Dre is now, thanks to headphone sales, even richer than Jay Z, and Compton too lets him re-enact scenes from his former mean streets. It’s All on Me describes how the local hotheads and corrupt police informed his music with NWA:

Any minute niggas will start tripping and start shooting shit / On any given day I’m like, ‘What the fuck?’ / Face down on the pavement with the billy clubs / Took that feeling to the studio and cued it up

On the album we get a few interesting titbits about Dre’s upbringing in the titular city: how he received offers to make beats on his pager; how drug dealers would “overtip” him for his efforts. But Dre has always played his cards close to the vest, and the album is by no means a tell-all. The focus is on the sonic experience, and in this regard, Compton is a masterwork. It features untold layers of live and digital percussion, interpolations of other songs, effects and barely audible backing vocals. On For the Love of Money, for example, Jill Scott sings the chorus, but she does so below a layer of fuzz, as if to make it sound dated and remind listeners of the original hook on the Bone Thugs-N-Harmony track of the same name.

Compton sees Dre embrace audio abandon – any given line might be compressed, sped up, chopped or have its pitch manipulated. Dre’s rapping in particular has never been so heavily finessed and edited in post-production. In fact, it’s sometimes difficult to tell it’s him. The lumbering flow he was once known for has vanished, replaced with deft, aggressive bars that sometimes recall his protege, Kendrick Lamar.
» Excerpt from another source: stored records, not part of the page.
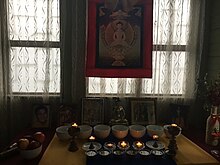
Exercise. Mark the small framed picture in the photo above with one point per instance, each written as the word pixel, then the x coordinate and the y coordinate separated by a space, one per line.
pixel 143 111
pixel 92 111
pixel 41 116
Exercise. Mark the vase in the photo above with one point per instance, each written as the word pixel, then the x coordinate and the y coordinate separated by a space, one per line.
pixel 212 126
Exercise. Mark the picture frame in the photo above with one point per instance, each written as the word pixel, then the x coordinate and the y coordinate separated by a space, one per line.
pixel 92 111
pixel 41 116
pixel 130 57
pixel 143 111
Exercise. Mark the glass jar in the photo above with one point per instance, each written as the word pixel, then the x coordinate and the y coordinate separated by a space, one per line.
pixel 212 126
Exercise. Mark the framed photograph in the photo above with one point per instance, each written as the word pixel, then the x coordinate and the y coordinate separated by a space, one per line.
pixel 41 116
pixel 143 111
pixel 92 111
pixel 119 42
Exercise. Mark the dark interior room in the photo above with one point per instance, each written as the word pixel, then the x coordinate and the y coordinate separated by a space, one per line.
pixel 94 82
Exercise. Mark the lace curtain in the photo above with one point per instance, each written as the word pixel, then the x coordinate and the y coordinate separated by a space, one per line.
pixel 34 36
pixel 176 55
pixel 29 60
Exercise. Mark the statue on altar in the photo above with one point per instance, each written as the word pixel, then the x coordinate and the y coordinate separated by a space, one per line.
pixel 118 114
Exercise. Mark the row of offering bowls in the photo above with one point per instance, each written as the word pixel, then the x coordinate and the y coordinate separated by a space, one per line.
pixel 123 147
pixel 102 131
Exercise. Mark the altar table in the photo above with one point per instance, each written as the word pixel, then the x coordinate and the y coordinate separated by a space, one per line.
pixel 188 153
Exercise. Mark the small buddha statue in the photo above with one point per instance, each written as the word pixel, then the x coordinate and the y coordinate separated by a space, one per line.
pixel 119 114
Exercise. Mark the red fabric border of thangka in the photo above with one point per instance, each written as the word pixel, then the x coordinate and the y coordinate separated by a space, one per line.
pixel 92 71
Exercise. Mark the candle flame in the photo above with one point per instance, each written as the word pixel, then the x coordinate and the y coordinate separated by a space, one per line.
pixel 109 144
pixel 91 138
pixel 74 125
pixel 173 125
pixel 155 137
pixel 123 144
pixel 139 144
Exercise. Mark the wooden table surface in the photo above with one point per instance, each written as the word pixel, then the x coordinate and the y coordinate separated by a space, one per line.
pixel 188 153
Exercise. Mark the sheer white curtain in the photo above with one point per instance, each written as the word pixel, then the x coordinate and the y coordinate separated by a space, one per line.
pixel 34 36
pixel 29 60
pixel 175 56
pixel 3 73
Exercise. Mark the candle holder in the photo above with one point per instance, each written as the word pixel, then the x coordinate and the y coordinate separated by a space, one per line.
pixel 155 144
pixel 73 132
pixel 123 145
pixel 138 145
pixel 91 139
pixel 173 130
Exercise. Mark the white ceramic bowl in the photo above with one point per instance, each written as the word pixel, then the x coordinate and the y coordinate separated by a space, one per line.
pixel 137 131
pixel 31 153
pixel 85 131
pixel 167 133
pixel 62 133
pixel 154 130
pixel 120 131
pixel 101 131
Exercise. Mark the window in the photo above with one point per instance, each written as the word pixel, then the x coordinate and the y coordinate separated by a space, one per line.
pixel 34 34
pixel 170 57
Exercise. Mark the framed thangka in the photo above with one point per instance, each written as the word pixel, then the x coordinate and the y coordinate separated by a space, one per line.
pixel 119 42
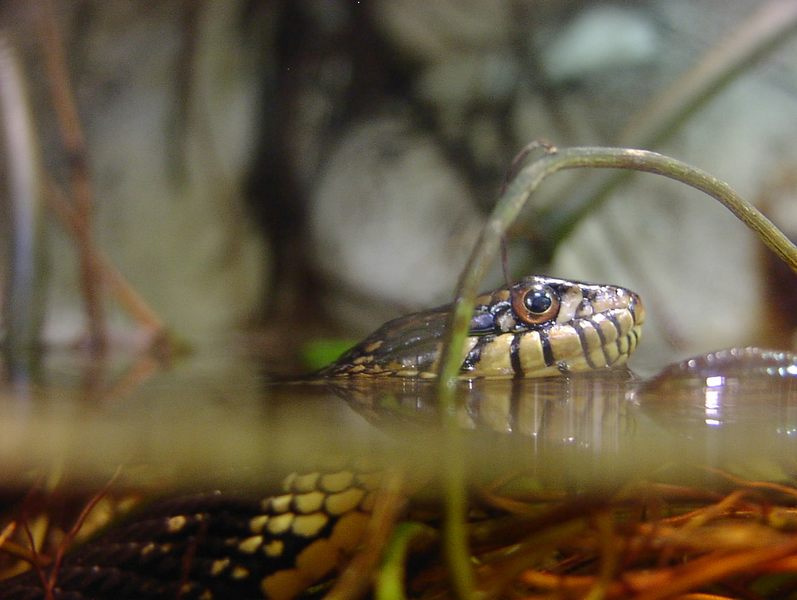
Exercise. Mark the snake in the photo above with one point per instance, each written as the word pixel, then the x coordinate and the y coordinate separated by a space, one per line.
pixel 223 545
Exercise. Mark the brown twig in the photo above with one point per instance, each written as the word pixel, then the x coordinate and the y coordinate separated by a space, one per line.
pixel 73 531
pixel 75 144
pixel 130 300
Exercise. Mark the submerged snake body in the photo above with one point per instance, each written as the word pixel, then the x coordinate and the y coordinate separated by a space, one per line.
pixel 220 546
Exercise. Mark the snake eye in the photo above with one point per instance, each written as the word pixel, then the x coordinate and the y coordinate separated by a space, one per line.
pixel 536 305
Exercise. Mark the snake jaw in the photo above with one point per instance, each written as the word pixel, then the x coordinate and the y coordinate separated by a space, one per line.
pixel 538 326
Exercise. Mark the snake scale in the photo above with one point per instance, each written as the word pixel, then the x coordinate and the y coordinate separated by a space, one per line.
pixel 224 546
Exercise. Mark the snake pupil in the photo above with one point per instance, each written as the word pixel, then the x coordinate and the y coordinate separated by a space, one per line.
pixel 538 301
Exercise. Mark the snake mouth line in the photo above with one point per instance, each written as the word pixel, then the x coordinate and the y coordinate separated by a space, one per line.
pixel 536 327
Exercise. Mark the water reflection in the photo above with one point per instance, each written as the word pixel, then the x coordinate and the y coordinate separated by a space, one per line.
pixel 215 418
pixel 740 392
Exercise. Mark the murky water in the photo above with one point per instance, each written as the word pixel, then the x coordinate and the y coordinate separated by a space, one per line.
pixel 216 419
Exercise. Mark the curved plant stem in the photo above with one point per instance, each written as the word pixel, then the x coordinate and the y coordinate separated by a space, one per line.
pixel 755 38
pixel 505 212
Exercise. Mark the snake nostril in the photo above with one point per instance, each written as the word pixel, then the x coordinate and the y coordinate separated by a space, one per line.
pixel 637 309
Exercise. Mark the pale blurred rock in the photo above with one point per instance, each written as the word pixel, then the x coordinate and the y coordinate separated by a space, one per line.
pixel 600 38
pixel 429 31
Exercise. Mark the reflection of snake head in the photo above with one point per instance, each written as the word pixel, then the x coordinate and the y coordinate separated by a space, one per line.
pixel 535 327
Similarly to the work of another superproducer, Kanye West, Dre has clearly mined only the best bits from countless hours of his collaborators’ recordings. This explains why just about everyone featured delivers: veterans such as The Game, Eminem, Snoop Dogg, Xzibit and Above the Law’s Cold 187um, whose rapid, unhinged-sounding verse on Loose Cannons is particularly invigorating.

Not everything here is compelling. Dre’s verses sometimes feel thin lyrically, what with his complaining about people hitting him up for favours. It’s difficult to have sympathy for someone as rich, powerful and respected as he. And the work isn’t as timely as, say, Lamar’s To Pimp a Butterfly, which tells a story about the years 2014 and 2015. But Compton has a timeless feeling that will likely help it age better. Its verses will take years to unpack, and the compositions will reward repeated listens. It’s clear Dre made the right decision. He’s always had brilliant instincts, and we should have trusted him to give us the wine when it was ready. Detox is dead. Long live Compton.